Monday, August 30, 2010

Miraculous

The further I get into this school year, the more these two thoughts float around in my head:

1. This is sooo much easier than last year!
2. I am at my limit: I can't handle any more than this.

Which leads to the question, how did I do it last year? I have NO idea. How did I juggle 5 separate courses, culture shock, heat, power outages, brand-new age groups, brand-new learners' needs, and the list goes on? How did I handle my numerous commitments outside of class? I pulled that off for a YEAR? Because at the moment, with 4 courses (2 repeated from last year), I am on the verge of exhaustion.

Last year, I would constantly be tempted to give into panic attacks. "I know I was okay the LAST time, but look at this crisis now! I can't make it! Any day now, I'm going to break and everything will fall apart." Time and again, God showed me that He was faithful to renew my energy. Eventually, I started expecting Him to come through, just as he always had.
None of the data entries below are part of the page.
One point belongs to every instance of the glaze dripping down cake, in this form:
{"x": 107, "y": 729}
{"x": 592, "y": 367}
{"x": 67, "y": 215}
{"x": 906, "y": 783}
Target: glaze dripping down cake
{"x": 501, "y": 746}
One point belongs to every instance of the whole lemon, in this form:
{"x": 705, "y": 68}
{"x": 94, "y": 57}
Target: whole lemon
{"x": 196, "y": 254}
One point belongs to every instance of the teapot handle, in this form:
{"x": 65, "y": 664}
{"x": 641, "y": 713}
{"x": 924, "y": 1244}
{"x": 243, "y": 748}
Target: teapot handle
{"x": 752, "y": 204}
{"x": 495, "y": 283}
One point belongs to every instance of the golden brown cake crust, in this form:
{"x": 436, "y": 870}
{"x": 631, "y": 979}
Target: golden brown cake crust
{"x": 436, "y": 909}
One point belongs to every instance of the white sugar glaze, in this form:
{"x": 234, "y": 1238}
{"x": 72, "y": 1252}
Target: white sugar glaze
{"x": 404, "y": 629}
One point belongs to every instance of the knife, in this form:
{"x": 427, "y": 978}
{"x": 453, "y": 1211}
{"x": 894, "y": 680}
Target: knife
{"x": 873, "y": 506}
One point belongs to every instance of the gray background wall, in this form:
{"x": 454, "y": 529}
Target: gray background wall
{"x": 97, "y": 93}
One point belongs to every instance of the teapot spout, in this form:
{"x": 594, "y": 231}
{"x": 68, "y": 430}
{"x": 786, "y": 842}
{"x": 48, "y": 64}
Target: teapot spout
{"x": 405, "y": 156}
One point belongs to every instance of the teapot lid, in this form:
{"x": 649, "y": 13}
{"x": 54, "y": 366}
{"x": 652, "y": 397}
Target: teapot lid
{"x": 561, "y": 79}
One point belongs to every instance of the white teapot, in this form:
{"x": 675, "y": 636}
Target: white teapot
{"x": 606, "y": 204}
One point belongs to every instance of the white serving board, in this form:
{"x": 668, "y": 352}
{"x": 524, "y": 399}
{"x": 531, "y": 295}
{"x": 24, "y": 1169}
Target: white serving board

But somewhere along the way, I convinced myself that the panic was the crazy part. "I must just be a worrier - it's illogical to stress about this." I'm now realizing that from a logical standpoint, worry WAS the logical response. Any sane person would know it's not possible to do what I did last year, or what so many other Logos teachers have done. Yet we did. As my roommate put it, "Students know that we love them. But they have no idea how long ago our love ran out and only God's love was left to pour through us." My new proof for God's existence: come to Logos and see for yourself!

Same with my students. This year I've been astounded to see so many of them thriving in school and to learn more about their families' struggles. How can you possibly be working and growing the way you are? This one's mom is on drugs, that one's dad recently passed away, this one's brother was murdered, that one faces all kinds of abuse, and these ones live by themselves. How are you still breathing, let alone discussing utopian societies and Greek tragedy and college applications?

I always knew God's grace is real here, but I'm catching a glimpse of just how big it is. And I'm glad that He has me at my limit already; it will highlight His power and faithfulness once again this year. I need the constant reminders that it's not my strength that determines what I accomplish; it's only Him.